Over two months of writing – April and July Camp – I’ve ended up with 50,000 words and the bones of a vampire novel, Silver and Black. It’s taken some interesting turns, and I think it might turn out to be a not so bad story. But now I need to let it rest for a few weeks, while I focus on other things. (sorry Sacha!)
For it is school holidays, and I have a gorgeous girl at home with me. She’s still young enough that she wants to hang out with me, but I’m under no illusion that these days of cosy companionship are numbered, so I’ll take them while I can get them. She’s already starting to spread her wings and I’m having to step back and let her fly, remembering the words of Kahlil Gibran:
‘You are the bows from which your children as living arrows are sent forth… Let your bending in the Archer’s hand be for gladness; for even as He loves the arrow that flies, so He loves also the bow that is stable.’
I don’t doubt that we will always be close, but it is just that the level of closeness will change. All too soon she will want her own time, her own friends, her own way of doing things, and I just have to hope I’ve given her enough grounding that she can make sensible, capable decisions for herself. I guess that’s what most parents would want.

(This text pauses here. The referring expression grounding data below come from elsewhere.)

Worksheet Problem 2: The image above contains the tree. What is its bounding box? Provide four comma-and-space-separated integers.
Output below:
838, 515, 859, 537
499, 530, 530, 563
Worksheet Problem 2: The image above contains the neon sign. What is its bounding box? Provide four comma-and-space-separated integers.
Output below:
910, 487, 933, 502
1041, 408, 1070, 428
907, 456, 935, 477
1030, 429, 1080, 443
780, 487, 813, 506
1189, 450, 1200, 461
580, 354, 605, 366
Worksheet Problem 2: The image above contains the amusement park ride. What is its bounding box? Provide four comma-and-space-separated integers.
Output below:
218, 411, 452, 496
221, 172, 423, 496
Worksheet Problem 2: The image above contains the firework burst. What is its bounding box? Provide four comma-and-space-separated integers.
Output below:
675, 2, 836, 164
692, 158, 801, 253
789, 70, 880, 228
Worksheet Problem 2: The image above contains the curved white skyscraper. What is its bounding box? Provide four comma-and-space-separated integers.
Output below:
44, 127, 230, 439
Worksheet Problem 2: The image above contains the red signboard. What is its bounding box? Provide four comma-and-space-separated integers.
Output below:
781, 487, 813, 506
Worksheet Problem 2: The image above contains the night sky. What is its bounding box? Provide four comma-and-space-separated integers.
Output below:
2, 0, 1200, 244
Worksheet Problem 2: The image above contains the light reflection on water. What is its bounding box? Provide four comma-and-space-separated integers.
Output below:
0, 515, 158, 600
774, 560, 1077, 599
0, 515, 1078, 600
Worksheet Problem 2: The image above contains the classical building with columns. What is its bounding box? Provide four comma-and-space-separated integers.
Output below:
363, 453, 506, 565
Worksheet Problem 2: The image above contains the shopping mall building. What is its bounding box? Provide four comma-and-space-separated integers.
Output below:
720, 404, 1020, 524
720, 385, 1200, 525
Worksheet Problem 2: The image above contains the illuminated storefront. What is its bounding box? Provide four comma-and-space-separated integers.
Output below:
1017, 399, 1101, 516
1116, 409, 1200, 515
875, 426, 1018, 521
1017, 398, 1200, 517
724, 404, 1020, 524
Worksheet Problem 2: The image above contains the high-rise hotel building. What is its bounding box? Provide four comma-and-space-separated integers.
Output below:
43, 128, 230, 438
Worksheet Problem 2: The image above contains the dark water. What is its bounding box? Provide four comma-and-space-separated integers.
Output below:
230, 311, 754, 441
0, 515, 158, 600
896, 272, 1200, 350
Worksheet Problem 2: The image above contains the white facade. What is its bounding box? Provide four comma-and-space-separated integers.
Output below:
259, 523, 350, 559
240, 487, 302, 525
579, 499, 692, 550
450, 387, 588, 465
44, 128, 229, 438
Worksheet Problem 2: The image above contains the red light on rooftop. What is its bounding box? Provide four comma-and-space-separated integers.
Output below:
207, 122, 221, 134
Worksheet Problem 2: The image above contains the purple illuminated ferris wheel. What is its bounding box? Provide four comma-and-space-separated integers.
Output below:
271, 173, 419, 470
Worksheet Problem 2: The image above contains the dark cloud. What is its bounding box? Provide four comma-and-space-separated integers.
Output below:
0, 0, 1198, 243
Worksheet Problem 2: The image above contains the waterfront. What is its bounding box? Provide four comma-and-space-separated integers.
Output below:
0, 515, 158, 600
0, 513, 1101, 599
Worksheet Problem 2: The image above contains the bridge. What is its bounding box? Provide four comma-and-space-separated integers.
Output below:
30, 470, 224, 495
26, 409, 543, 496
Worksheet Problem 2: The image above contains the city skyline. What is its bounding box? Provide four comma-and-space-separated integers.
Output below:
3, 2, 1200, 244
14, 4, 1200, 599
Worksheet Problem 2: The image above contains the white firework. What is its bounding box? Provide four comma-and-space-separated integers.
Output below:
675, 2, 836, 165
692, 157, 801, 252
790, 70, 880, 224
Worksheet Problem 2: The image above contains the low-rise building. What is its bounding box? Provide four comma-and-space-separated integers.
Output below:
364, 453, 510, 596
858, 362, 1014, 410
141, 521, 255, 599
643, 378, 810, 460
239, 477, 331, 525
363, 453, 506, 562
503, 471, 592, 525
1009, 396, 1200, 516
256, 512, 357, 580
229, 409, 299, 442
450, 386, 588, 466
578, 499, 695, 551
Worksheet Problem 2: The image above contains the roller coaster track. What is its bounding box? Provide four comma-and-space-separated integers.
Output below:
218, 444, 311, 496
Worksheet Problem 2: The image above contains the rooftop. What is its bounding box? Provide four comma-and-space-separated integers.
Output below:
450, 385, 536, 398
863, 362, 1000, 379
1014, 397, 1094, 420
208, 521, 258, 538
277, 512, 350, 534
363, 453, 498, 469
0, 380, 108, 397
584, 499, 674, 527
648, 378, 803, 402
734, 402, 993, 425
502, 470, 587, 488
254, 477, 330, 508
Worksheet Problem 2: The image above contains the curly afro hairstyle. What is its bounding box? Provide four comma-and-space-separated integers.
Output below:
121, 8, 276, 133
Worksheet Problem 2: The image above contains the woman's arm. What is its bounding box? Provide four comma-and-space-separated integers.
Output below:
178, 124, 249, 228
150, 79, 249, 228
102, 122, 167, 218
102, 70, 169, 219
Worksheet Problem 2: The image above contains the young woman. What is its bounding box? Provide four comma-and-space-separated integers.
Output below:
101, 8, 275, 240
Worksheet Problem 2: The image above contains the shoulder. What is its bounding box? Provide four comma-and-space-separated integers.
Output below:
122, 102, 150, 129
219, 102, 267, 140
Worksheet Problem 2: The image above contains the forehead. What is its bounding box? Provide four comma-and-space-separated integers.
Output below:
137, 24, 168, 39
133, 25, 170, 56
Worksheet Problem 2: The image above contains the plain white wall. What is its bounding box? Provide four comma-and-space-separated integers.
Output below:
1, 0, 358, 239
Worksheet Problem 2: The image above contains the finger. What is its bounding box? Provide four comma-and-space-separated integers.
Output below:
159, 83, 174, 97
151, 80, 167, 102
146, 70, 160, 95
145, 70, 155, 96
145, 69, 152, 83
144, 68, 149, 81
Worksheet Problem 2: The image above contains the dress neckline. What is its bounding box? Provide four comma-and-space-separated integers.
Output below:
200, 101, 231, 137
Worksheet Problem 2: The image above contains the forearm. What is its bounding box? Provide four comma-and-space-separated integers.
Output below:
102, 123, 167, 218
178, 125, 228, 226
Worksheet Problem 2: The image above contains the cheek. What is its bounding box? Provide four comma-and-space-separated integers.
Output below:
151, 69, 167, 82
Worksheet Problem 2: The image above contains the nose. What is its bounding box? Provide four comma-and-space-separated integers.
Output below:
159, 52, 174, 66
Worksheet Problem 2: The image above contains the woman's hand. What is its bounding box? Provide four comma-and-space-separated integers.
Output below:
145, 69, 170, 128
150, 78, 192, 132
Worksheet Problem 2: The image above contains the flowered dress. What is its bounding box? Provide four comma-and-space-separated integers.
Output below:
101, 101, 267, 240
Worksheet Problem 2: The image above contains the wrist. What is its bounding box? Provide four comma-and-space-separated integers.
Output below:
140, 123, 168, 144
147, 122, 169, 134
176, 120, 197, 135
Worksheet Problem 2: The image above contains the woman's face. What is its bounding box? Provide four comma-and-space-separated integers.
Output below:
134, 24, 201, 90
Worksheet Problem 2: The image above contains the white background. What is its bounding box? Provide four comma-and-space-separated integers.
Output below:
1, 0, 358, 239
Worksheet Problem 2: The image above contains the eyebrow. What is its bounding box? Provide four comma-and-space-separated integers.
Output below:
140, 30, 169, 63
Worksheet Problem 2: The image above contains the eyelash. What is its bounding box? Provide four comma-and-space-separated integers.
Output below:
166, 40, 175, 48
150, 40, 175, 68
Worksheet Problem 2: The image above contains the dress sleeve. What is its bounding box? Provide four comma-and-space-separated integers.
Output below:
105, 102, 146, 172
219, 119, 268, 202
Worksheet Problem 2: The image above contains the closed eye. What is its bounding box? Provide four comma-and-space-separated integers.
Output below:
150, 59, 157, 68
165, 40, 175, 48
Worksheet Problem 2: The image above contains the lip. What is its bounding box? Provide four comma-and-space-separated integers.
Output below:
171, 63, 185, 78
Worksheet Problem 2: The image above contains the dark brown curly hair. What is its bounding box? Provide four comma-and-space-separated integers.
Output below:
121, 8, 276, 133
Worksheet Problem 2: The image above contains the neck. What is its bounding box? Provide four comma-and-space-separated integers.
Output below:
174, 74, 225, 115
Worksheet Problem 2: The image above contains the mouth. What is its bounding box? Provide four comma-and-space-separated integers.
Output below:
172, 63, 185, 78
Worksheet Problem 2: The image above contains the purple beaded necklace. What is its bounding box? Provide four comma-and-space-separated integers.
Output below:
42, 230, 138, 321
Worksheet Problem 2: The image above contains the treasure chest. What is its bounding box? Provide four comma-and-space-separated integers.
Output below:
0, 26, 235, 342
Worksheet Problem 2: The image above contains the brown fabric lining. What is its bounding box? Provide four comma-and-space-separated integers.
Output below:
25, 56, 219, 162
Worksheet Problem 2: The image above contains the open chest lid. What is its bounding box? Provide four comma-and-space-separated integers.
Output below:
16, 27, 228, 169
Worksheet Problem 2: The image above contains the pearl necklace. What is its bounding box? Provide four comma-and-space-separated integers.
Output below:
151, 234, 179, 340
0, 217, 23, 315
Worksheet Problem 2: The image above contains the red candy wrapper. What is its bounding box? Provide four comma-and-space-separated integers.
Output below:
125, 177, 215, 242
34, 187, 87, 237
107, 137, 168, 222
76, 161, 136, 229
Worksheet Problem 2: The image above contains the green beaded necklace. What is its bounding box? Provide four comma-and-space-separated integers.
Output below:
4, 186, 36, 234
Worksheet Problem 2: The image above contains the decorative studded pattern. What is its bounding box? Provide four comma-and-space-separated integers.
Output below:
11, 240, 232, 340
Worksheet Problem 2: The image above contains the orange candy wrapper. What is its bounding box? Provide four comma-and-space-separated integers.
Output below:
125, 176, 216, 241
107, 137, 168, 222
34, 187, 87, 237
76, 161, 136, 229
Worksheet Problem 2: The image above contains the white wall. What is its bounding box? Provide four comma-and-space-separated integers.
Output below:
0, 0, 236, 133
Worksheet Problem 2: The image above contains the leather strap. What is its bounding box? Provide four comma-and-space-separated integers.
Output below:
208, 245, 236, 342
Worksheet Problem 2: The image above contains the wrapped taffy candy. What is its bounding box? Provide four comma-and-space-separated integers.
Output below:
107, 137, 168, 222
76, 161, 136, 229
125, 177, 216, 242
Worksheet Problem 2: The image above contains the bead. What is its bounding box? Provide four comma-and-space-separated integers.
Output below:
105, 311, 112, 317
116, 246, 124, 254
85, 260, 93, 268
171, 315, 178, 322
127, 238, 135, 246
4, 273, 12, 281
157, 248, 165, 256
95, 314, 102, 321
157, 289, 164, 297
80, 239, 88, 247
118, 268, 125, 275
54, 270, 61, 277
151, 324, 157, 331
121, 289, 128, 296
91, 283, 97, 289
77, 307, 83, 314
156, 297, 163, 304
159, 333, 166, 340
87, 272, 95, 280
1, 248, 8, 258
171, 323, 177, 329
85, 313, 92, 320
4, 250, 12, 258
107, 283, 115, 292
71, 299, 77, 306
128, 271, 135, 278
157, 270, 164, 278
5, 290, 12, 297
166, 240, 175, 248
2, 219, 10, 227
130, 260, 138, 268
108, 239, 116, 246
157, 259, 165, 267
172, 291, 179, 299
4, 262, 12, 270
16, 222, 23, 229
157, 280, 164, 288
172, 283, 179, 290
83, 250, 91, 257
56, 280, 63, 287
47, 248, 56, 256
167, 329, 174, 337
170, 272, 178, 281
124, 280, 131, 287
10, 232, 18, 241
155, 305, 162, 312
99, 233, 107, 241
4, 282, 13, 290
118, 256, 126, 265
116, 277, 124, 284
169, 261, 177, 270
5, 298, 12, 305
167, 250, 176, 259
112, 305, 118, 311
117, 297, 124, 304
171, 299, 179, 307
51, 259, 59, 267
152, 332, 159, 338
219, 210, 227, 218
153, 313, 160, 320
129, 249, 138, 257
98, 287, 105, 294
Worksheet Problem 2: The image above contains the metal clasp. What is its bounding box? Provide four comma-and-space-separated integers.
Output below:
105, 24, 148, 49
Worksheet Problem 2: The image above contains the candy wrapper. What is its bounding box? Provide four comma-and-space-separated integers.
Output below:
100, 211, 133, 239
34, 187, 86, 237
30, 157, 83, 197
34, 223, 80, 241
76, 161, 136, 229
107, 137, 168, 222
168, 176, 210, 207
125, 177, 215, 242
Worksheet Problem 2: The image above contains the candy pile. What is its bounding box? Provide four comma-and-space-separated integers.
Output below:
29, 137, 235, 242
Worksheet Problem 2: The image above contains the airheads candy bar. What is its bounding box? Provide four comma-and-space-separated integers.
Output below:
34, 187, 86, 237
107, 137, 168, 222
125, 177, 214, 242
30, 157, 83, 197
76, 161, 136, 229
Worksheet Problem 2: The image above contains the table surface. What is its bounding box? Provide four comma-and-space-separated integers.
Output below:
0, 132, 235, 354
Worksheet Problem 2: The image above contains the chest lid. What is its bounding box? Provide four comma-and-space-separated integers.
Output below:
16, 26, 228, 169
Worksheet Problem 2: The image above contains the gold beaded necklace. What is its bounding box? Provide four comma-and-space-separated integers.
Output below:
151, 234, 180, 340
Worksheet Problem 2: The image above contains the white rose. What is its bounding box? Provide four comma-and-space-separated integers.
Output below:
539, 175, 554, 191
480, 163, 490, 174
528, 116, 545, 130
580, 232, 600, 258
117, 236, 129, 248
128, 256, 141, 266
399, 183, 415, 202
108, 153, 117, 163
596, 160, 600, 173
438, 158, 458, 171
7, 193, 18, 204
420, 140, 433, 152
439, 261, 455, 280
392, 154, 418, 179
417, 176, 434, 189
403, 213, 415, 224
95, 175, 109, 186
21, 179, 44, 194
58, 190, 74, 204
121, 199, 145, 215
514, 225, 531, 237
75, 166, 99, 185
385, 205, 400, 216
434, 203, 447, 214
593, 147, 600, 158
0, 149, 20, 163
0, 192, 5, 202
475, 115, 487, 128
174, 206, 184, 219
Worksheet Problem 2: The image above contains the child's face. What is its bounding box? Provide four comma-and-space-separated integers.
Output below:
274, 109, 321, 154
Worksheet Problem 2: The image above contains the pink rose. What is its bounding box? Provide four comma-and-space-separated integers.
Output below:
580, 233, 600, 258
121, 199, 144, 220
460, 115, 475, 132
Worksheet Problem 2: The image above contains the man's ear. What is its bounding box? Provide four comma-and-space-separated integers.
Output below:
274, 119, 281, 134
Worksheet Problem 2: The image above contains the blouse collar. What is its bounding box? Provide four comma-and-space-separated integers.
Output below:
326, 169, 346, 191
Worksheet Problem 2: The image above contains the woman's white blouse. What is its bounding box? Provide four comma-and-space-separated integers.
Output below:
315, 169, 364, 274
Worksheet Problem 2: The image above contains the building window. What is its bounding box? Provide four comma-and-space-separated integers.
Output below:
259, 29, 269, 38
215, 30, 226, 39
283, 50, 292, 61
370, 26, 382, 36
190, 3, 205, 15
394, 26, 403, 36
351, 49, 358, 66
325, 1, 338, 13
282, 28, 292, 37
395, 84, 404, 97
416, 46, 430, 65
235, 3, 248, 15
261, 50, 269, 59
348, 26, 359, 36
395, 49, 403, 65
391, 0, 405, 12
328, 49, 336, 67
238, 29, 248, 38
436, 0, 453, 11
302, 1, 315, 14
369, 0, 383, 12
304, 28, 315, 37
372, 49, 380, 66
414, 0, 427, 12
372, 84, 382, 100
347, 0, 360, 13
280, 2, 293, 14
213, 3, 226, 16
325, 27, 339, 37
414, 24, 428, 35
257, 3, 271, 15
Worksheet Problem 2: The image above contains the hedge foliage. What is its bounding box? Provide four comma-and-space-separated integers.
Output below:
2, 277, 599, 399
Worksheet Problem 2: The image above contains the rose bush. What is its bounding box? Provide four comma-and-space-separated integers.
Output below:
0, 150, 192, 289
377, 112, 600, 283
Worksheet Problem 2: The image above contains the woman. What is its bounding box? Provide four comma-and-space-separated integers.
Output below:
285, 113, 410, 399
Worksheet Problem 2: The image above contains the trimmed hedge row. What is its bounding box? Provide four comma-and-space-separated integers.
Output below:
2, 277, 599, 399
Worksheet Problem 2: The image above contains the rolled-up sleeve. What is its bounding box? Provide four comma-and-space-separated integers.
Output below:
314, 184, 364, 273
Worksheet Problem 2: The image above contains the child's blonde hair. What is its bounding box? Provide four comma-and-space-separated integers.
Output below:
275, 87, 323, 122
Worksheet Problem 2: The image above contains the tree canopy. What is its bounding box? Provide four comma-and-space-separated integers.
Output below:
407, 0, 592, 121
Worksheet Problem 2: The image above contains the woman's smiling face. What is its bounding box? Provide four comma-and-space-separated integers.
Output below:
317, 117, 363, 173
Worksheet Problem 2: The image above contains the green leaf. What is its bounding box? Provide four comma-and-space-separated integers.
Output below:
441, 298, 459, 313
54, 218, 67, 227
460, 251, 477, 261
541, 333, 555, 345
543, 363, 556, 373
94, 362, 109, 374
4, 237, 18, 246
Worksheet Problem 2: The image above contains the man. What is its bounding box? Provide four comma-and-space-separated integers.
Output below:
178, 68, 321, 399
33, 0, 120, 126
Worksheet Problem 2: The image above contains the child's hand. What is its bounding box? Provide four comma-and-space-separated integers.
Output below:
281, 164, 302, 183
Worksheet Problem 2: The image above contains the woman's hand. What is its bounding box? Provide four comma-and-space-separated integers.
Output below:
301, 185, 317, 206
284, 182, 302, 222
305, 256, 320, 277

When they are small and into everything, and you feel as though you will never ever get another moment to yourself, you look ahead to a time when they can do things for themselves, recalling vaguely how it felt to sit and read, or take a long shower uninterrupted, or go out whenever you feel like it. Yet now, as she approaches that independence, I find myself looking back to precious hours full of games and whispered confidences and small chubby hands, and I count my blessings that I was able to experience them with her.
I can have no more children – that’s just how it is for me. But I’ve been lucky to have one; many who want to are denied even that. So for now, I’m going to make the most of it.
And I remain the stable bow while she is the arrow that flies.